Student jobs among those at risk during budget shortfall

by Danny Fisher

Sun Star Layout Editor


The UAF budget shortfall, which has the potential to be more than $14 million, will have an impact on student jobs according to Marmian Grimes, UAF senior public information officer. “It is almost certain that student jobs, like faculty or staff, will be affected,” Grimes said.

According to the Office of Management and Budget, between the fall semesters of 2013 and 2014, the total number of UAF employees dropped by 160. Out of these, 75 (47 percent) were positions held by student employees.

Grimes said that the university is trying to manage job cuts primarily through attrition, or not filling those positions which are left vacant after an employee chooses to leave. According to Grimes, student jobs may be easier to eliminate through attrition because of their high turnover rates.  However, budget cuts are being handled differently within different UAF departments.

“What works best for balancing the budget for the College of Engineering and Mines may not work best for Res Life,” Grimes said.

Residence Life, which employs between 150 to 200 student workers at a time, has not faced cuts in student employment. “We’ve been very fortunate right now to retain the staff we have,” Associate Director of Residence Life Jamie Abreu said.

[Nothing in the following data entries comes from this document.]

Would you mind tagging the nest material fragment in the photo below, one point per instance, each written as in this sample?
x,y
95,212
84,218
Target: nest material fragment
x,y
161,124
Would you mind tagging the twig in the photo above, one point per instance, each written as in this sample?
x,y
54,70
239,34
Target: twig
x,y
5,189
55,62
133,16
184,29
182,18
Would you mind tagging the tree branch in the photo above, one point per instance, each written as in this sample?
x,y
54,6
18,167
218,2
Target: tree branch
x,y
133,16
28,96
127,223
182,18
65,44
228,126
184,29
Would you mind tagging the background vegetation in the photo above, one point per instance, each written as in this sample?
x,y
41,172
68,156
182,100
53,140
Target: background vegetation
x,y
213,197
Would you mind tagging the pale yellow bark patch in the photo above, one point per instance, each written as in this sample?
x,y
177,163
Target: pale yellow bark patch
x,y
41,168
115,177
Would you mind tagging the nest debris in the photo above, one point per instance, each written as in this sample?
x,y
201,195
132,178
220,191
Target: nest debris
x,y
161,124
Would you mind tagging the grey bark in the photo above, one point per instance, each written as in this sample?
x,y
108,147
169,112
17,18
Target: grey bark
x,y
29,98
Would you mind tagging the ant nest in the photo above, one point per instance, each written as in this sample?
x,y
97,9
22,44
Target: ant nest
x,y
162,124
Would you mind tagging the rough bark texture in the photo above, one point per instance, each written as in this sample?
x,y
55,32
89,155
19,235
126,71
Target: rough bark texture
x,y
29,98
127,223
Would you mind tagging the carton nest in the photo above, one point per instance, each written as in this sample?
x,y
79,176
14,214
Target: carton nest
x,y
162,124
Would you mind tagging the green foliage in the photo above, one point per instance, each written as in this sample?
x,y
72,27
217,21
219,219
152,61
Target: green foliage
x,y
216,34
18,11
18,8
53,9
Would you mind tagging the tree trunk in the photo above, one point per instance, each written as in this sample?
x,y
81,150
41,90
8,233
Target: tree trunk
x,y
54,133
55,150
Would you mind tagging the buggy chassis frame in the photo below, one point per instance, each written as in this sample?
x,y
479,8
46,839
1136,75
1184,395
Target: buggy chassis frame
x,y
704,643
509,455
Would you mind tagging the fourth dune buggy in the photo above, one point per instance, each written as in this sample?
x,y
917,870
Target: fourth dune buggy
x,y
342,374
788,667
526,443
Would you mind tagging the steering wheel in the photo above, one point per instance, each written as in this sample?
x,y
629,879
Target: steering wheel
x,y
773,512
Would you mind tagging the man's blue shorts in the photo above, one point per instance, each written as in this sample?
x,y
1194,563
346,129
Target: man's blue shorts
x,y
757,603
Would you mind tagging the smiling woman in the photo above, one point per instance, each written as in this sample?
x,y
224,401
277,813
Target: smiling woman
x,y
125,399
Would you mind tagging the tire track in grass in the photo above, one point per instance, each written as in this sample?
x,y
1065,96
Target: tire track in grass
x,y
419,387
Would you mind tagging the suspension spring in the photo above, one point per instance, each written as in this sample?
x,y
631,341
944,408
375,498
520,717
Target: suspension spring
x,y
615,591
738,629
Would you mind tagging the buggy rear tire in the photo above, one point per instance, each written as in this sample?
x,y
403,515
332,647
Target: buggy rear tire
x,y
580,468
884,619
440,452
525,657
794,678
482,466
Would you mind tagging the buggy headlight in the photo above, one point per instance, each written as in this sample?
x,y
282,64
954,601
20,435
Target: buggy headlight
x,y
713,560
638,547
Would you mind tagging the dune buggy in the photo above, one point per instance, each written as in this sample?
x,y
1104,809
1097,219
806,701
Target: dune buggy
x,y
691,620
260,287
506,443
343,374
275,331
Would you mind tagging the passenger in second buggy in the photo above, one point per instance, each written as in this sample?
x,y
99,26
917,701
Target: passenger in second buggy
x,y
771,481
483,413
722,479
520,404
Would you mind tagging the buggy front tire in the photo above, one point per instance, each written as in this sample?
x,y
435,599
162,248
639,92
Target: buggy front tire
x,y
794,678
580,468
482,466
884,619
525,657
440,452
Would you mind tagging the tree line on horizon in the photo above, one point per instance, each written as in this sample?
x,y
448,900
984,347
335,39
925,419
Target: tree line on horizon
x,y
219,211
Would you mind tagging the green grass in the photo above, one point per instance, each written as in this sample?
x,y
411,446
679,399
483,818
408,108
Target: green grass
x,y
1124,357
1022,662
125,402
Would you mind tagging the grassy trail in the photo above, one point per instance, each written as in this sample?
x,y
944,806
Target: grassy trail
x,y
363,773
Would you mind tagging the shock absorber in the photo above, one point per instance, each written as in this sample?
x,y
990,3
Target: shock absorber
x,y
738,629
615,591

Abreu said that student jobs give workers the opportunity to make money to pay for school and gain job experience. The Residence Life website also states that UAF students who hold part-time working positions perform better in their academic life than unemployed students.

Many of the tutoring services offered on campus are staffed by students, including the math lab, writing center and peer mentoring program that the First Year Experience program provides.

Student job retention will also be affected by the expiration of grants funding student research positions, which makes it difficult to track where losses are coming from, according to Grimes. The university is also working with tentative numbers currently as they wait for a finalized funding budget from the Alaska legislature, which is currently in session.

The amount of state funding the university receives will be a factor in further considerations about UAF employment. This university is going to do the best it can to keep student jobs available, according to Abreu.

“It’s so important for our students to have the opportunity of employment, but it’s also important that we meet the needs of the students we have,” Abreu said.